L'idée principale de la psychologie féministe se concentre sur l'étude des formations sociales et de la sexualité humaine. Elle reproche aux recherches psychologiques menées depuis l’Antiquité d'être un exemple significatif de la perspective patriarcale selon laquelle les hommes sont un critère d'évaluation légitime dans la société, tandis que les femmes sont marginalisées en raison de l'inégalité des sexes et des pressions écrasantes qui s'exercent sur elles.

Les figures de proue de ce type de représentations tentent de faire intervenir l'influence du genre et de la sexualité sur les troubles vécus par les femmes ainsi que d'autres genres marginalisés, dont les membres sont parfois stigmatisés, comme s’ils étaient possédés par le démon, et que leurs mœurs et comportements étaient immoraux.

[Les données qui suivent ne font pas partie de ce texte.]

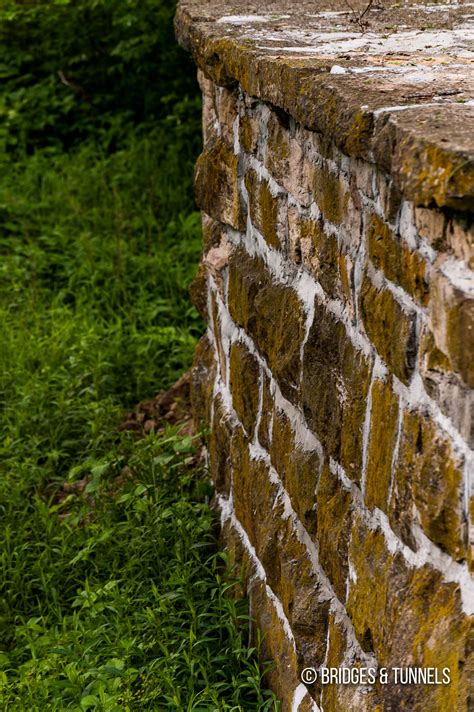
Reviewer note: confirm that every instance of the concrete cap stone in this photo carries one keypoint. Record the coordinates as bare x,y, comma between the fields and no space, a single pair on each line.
394,86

En attendant que les sociétés patriarcales ne changent, que l’on cesse de considérer les problèmes des femmes comme des détails que l’on continue à éluder, beaucoup d’entre elles seront entravées par le complexe de culpabilité, l'oppression, la répression, et l'incapacité à s'exprimer...

En attendant que les troubles et l'épuisement psychologique des femmes ne soient traités en tenant compte de la nature des sociétés, des coutumes et des lois qui incitent à les détruire, beaucoup préféreront pleurer seules, se suicider, ou accepter n'importe quel kit de bonheur immédiat à ouvrir comme une boîte de conserve.